Die Hebamme Maria Dahlberg zeigt Frauen, wie sie zur Not im Auto gebären können.
Die Hebamme Maria Dahlberg zeigt Frauen, wie sie zur Not im Auto gebären können. © JONAS FORSBERG / J.FORSBERG PRODUKTION | JONAS FORSBERG / J.FORSBERG PRODUKTION

Wer plant, ein Kind zu bekommen, ist zur Zeit in großer Sorge. Dahlberg und ihre Kolleginnen versuchen nun, den Frauen eine Lösung anzubieten und geben praktische Tipps für die Geburt im Wagen: „Kleinere Frauen können auf dem Rücksitz gebären. Bei größeren Frauen empfiehlt es sich, beide Vordersitze zurückzufahren und die Rückenlehnen so weit wie möglich nach hinten zu stellen. Die Frau kann dann auf dem Beifahrersitz gebären, der Partner assistiert ihr vom Fahrerplatz aus. Er sollte zusätzlich zur Autoinnenbeleuchtung eine Kopfleuchte tragen“, erklärt Dahlbergs Kollegin Stina Näslund.

Die Tipps klingen praktisch: Warme Decken, in die das Kind eingewickelt wird, seien wichtig. Weil es draußen so kalt ist und die Standheizung nicht ausreichen könnte, sollten Teelichter genutzt werden. „Die sind zwar sehr klein, halten aber die Wärme gut im Wagen“, sagt Näslund.

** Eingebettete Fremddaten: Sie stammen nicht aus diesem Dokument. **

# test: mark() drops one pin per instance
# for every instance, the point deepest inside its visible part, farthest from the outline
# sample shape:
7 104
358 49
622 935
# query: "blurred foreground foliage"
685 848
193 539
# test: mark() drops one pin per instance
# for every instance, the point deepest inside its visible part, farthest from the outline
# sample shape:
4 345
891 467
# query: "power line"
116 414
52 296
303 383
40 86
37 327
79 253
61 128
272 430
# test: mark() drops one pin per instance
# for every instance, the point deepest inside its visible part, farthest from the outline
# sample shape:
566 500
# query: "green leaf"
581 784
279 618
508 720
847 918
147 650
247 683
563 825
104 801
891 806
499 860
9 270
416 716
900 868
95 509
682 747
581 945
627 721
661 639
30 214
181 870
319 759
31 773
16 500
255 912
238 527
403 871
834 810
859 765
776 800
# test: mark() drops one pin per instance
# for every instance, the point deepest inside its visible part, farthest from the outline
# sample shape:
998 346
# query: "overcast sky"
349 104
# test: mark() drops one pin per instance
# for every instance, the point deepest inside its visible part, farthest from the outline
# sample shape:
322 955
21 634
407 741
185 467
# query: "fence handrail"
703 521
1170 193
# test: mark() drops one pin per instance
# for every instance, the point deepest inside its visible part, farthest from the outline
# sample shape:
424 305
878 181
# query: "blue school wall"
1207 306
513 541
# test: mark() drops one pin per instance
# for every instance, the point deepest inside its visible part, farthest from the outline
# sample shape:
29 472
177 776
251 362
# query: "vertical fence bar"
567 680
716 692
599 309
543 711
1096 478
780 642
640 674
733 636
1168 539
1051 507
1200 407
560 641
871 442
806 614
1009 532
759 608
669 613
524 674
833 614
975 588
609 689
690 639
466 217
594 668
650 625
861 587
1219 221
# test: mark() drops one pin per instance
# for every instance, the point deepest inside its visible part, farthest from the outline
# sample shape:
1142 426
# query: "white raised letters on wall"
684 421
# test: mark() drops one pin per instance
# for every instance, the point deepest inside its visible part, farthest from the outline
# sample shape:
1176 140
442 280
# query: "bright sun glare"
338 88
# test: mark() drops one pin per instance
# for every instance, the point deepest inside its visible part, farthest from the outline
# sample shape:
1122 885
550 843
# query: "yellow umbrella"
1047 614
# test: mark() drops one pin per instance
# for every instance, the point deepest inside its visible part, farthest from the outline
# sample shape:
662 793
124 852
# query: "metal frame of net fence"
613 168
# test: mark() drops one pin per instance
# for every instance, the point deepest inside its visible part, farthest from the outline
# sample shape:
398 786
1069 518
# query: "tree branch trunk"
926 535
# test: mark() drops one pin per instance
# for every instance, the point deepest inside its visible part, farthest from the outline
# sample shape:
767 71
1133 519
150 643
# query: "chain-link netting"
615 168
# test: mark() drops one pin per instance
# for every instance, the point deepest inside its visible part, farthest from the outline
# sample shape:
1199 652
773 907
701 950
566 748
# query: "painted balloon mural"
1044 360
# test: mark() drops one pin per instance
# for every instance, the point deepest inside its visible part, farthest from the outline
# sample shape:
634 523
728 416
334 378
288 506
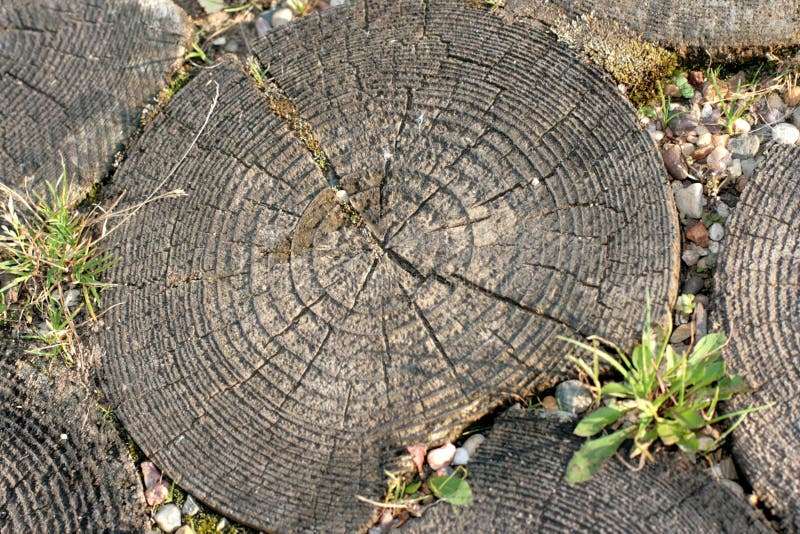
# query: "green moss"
630 60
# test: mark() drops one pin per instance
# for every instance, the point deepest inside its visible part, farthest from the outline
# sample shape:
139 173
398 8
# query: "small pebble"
775 101
796 117
748 166
785 133
717 160
281 17
698 234
573 396
690 257
550 403
771 116
190 506
744 146
694 284
741 126
472 444
674 162
168 518
341 196
716 231
441 456
681 333
689 201
461 457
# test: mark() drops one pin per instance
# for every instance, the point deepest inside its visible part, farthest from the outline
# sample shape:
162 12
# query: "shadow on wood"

Demos vor geschlossener Entbindungsklinik

Das Herzstück der Aktion ist ein funktionierendes Handy, mit dem die Hebammen die Geburt fernbetreuen können. Deshalb sollte das Handy unbedingt aufgeladen sein und ein Extra-Akku eingepackt werden. Wichtig sei eine Freisprechanlage, damit der Mann beide Hände frei hat, während er den telefonischen Anweisungen der Fachkraft folgt. Zum Beispiel diese: Bloß nicht die Nabelschnur durchtrennen. Das sei Sache der Fachkräfte. Das mit dem Handy ist allerdings eine sensible Angelegenheit. Denn in dem Gebiet ist es mit dem Empfang nicht weit her. „Wir fahren vorher die Strecke zum nächsten Krankenhaus mit den Kursteilnehmern ab, um uns Stellen zu merken, wo es Handyempfang gibt“, sagt Näslund.

Ihre Aktion sei auch als Protest gegen die Schließung gedacht. Und hat Wellen ausgelöst. Das öffentlich-rechtliche Fernsehen SVT drehte vor Ort. Einwohner halten die Entbindungsstation seit Mittwoch rund um die Uhr besetzt. Die lokale Wirtschaft sponsert den Protest. Eine der Demonstrantinnen, die vor einigen Tagen ihren Sohn nach Komplikationen in der Entbindungsstation gesund zur Welt gebracht hat, sagt: „Nicht auszudenken, was passiert wäre, wenn das irgendwo da draußen passiert wäre.“

Trotz eines gut funktionierenden Gesundheitssytems fehlt es in ganz Schweden an Hebammen und Krankenhausplätzen. Im letzten Jahr hat eine hochschwangere Südschwedin ihr Kind verloren, weil ein Krankenhaus sie wegen Platzmangels abwies. Sogar in Stockholm musste eine Frau 2014 ihr Kind in einem Taxi gebären, weil ein Krankenhaus sie nicht aufnehmen wollte. Es ist viel Einsatz gefragt: Ostschwedische Frauen reisen extra nach Finnland, weil es im nahen Krankenhaus nicht genügend Plätze für Frühgeburten gibt.